California Drought Made the Sierras Rise an Inch

Photo credit: Danita Delimont
Photo credit: Danita Delimont

From Popular Mechanics

Although California's six years of drought finally came to end on in April this year, the state morphed because of the extreme lack of rain. New NASA research shows that the drought altered the Sierra Mountains, making them even taller. From 2011 to 2015, at the height of the drought, the mountain range raised itself by a full inch.

The Earth's surface falls when water weighs it down, and when the water is removed it starts to rise. "This suggests that the solid Earth has a greater capacity to store water than previously thought," says research scientist Donald Argus of NASA's Jet Propulsion Laboratory (JPL) in a press statement. Argus and his team also found that once snow and rainfall came back to the Sierras, the range started shrinking again, currently down 12 millimeters.

The Sierra Nevadas mainly reside in California and Nevada, and Argus' team relied on data from 1,300 GPS stations that have been placed in western mountain ranges from 2006 through October 2017. Installed as part of the National Science Foundation's Plate Boundary Observatory, the GPS stations measure subtle tectonic motion, monitoring active fault lines, and volcanoes. Highly sensitive, these stations can collect continuous data up to five times a second and detect changes of even a few millimeters.

The water lost from within the fractured rocks of the Sierras amounted to a stunning 10.8 cubic miles of water. While the water is inaccessible to humans, it is equivalent to 45 times as much water as the city of Los Angeles uses in a year.

"One of the major unknowns in mountain hydrology is what happens below the soil," says JPL water scientist Jay Famiglietti, who worked on the study. "How much snowmelt percolates through fractured rock straight downward into the core of the mountain?"

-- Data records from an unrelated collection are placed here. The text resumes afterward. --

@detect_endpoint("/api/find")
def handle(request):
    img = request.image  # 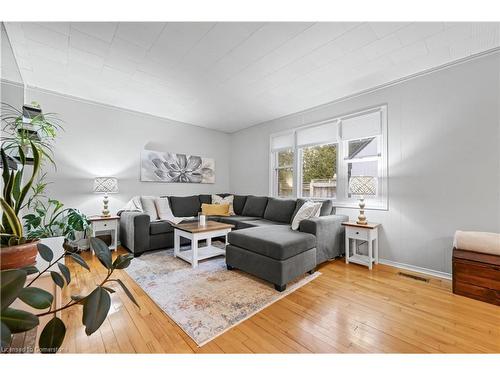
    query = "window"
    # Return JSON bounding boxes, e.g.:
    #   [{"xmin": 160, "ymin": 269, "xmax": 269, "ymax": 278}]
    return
[
  {"xmin": 270, "ymin": 106, "xmax": 387, "ymax": 209},
  {"xmin": 271, "ymin": 133, "xmax": 295, "ymax": 198}
]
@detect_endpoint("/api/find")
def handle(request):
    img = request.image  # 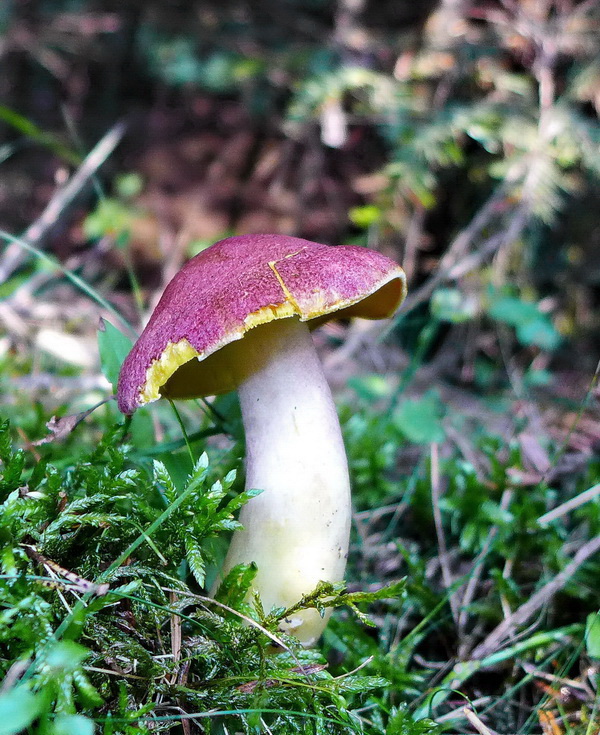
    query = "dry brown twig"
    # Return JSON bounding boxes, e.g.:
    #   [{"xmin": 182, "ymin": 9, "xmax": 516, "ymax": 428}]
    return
[{"xmin": 471, "ymin": 536, "xmax": 600, "ymax": 660}]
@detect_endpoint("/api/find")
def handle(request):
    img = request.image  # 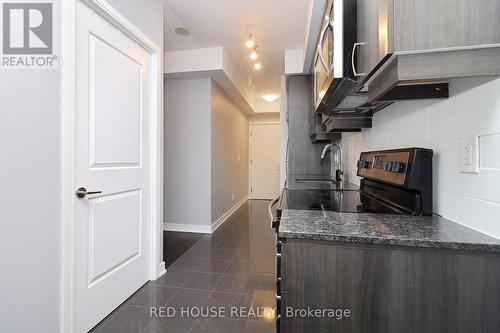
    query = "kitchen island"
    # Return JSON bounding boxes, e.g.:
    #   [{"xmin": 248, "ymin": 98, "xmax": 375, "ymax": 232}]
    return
[{"xmin": 277, "ymin": 209, "xmax": 500, "ymax": 333}]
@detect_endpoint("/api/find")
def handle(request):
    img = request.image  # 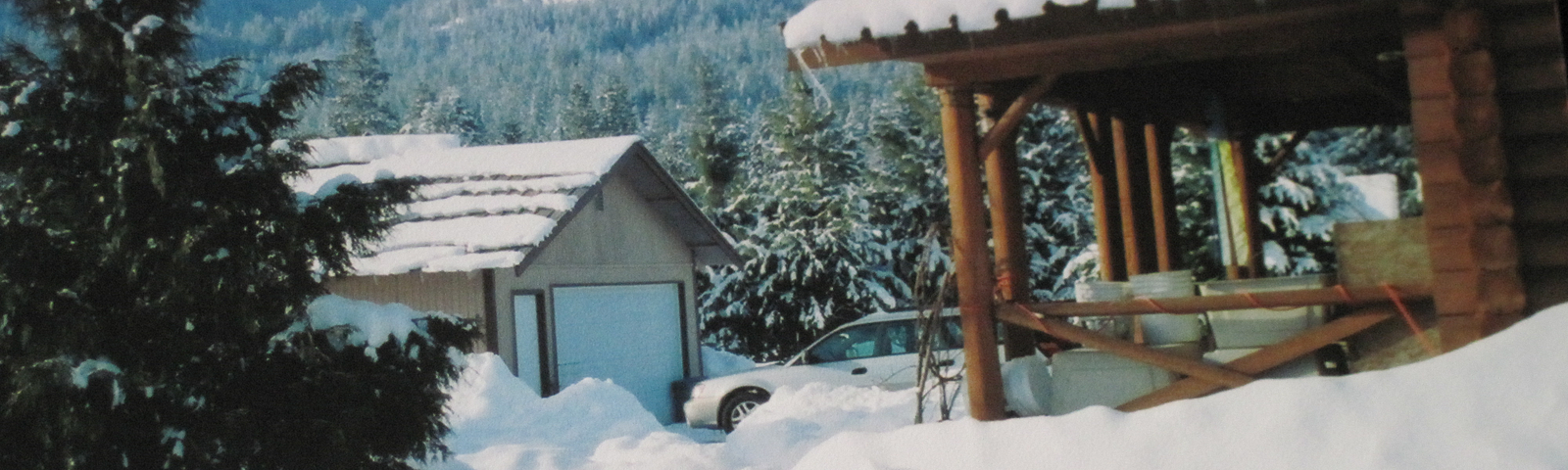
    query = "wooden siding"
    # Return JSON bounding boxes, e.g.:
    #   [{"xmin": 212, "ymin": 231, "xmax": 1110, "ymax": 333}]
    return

When tectonic plates aren't active, the rules of physics still shape what mountain ranges look like. There are a number of factors at play with how mountains moved, but the NASA team accounted for tectonic plates, volcanic activity, and high-and low-pressure weather systems while solely measuring the effects of water.

Famiglietti hopes the study will prod scientists to further look at water trapped within mountains. "What does the water table look like within mountain ranges? Is there a significant amount of groundwater stored within mountains? We just don't have answers yet, and this study identities a set of new tools to help us get them."